I am also frustrated with working on projects with no or poorly defined user requirements, especially when the user determines mid-project that the solution does not suit their business or quality needs. User requirements before we buy the solution, please!

[quote=R Paules]
I am also frustrated with working on projects with no or poorly defined user requirements, especially when the user determines mid-project that the solution does not suit their business or quality needs. User requirements before we buy the solution, please![/quote]

Clear User Requirements - Does that ever happen!!!

Great point R Paules

Comments from Chris Whalley

Regarding electronic validation systems, they may be good solutions but they are more complicated for your average user than paper. I work with brilliant people with PhD’s in all kinds of disciplines and they can BARELY create Word documents using styles. This is a tool they use every day, their entire career and they still don’t know its features. Now you want to add an entirely new system? Good luck. I know this is a sweeping statement but most non-IT folks I’ve met don’t get the value of electronic systems and most validations aren’t IT. I wish it weren’t so.
In terms of what bugs me about validation, poor user requirements! When user requirements are poorly written, the benefits of validation decrease and the costs increases. I tend to see user requirements that define solutions before the problem is fully understood. Sigh.

Everything man…

Comment from Jim Agalloco:

That the science behind our processes is often tossed aside in order to satisfy an arbitrary compliance expectation.

Posted by Paul Derbyshire:

What bugs me about validation?
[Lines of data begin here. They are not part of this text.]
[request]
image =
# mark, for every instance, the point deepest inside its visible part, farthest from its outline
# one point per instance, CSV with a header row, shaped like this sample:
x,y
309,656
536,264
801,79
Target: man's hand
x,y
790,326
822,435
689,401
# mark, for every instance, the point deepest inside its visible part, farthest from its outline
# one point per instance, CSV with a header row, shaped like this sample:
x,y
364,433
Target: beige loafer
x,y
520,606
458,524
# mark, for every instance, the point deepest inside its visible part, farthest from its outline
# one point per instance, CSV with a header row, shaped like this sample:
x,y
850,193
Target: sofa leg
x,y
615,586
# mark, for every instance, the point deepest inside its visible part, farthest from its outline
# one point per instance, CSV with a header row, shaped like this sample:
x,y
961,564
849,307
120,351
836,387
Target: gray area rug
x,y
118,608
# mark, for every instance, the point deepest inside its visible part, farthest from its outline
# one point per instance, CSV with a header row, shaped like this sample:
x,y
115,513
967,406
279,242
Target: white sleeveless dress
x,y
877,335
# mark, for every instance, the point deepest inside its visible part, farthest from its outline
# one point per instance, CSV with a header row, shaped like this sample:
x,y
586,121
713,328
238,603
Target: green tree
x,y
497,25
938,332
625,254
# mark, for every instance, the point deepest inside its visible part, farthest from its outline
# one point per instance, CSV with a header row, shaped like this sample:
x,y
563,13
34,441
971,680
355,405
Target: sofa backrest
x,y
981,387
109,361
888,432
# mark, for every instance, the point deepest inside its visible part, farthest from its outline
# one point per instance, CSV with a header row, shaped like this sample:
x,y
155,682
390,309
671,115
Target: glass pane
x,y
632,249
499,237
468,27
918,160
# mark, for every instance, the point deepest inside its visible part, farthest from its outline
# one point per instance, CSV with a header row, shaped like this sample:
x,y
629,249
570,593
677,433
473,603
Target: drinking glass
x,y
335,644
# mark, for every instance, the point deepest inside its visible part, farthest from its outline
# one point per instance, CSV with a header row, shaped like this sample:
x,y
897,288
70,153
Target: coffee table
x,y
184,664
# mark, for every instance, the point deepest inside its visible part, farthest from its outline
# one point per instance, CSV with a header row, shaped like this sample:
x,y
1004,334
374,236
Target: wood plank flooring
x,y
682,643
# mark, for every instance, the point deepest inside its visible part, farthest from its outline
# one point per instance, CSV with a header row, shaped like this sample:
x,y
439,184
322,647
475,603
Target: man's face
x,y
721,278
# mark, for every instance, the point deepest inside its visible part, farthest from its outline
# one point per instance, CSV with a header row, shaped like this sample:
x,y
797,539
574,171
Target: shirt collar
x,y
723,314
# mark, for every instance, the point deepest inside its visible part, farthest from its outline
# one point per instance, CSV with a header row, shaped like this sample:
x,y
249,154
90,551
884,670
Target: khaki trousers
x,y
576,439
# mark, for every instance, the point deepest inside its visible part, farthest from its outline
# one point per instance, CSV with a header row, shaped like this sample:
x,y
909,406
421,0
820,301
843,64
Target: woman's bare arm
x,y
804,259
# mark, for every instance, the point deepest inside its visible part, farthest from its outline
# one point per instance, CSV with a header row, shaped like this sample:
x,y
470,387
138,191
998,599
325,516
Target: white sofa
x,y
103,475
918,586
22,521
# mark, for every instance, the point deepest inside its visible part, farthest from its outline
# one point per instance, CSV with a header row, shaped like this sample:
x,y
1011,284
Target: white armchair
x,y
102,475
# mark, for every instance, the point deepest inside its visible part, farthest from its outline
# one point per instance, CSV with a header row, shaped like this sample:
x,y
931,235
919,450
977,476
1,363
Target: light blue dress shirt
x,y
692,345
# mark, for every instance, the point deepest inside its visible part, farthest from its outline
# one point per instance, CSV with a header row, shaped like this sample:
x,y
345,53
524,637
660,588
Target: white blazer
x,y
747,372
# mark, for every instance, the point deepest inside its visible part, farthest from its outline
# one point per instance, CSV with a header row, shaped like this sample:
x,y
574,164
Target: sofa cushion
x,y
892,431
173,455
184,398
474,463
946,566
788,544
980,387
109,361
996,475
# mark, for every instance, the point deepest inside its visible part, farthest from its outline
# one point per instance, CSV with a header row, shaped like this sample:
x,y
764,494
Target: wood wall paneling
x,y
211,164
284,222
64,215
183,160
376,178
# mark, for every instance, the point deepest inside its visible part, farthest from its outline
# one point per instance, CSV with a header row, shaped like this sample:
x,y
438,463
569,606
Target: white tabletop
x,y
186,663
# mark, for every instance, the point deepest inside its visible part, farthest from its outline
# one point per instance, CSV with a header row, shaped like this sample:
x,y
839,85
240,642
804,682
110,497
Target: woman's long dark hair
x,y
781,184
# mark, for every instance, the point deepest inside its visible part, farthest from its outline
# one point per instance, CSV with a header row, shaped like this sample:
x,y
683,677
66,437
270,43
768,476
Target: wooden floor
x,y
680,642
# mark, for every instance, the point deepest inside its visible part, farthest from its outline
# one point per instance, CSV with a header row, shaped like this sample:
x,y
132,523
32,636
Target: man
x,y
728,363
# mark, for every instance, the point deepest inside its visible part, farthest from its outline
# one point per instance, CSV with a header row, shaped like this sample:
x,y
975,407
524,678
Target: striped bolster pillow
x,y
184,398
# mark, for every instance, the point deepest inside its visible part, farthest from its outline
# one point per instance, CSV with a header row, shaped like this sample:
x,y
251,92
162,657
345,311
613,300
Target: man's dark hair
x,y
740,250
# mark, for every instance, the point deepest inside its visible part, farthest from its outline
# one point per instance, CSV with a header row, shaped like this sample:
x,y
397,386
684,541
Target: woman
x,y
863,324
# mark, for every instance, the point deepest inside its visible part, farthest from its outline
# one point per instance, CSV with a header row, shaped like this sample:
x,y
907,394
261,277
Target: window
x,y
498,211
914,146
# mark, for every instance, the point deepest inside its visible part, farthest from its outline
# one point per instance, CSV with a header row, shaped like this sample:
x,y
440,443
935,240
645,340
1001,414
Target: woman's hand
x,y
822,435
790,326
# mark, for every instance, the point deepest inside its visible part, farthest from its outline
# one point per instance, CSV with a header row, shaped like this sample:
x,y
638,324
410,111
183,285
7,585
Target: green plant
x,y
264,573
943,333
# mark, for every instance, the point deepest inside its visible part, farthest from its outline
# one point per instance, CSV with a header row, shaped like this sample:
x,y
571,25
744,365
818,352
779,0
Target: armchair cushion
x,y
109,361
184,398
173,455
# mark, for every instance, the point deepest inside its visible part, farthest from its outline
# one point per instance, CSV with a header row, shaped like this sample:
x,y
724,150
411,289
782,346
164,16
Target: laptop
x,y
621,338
That people expect the act of validation to prove a system or process works but don’t tell you it does not work before you get to it.

Posted by Melanie Cooper

The problem is everybody in the team including the top management should understand what validation is.

For example, PMs do not understand that validation involves documentation (no matter what) and a process to be followed.

Ofcourse, PMs complain about overkills while doing validation, but it is a very small percentage of all the tasks involved in implementing a project.

It is the responsibility of the PM to understand and allocate time and resource for these activities.

Almost in all the projects I have worked on, it looks like projects are delayed because of Validation folks and their silly idea of following a process.

This is a very bad mentality because the PM although they claim to understand validation are more concerned about delivering the projects on time and save their tails.

Posted by Juan Crespo

It can cause difficulties when the PM does not understand the validation requirements, and the validation is not planned into the project. Also many cases the resource owner also forgets abut the validation and the system is already installed when the validation process starts.

One more bothering thing is that the validation is the last step before go live. There can be many delays during the previous steps, but the validation shall be finalized in time.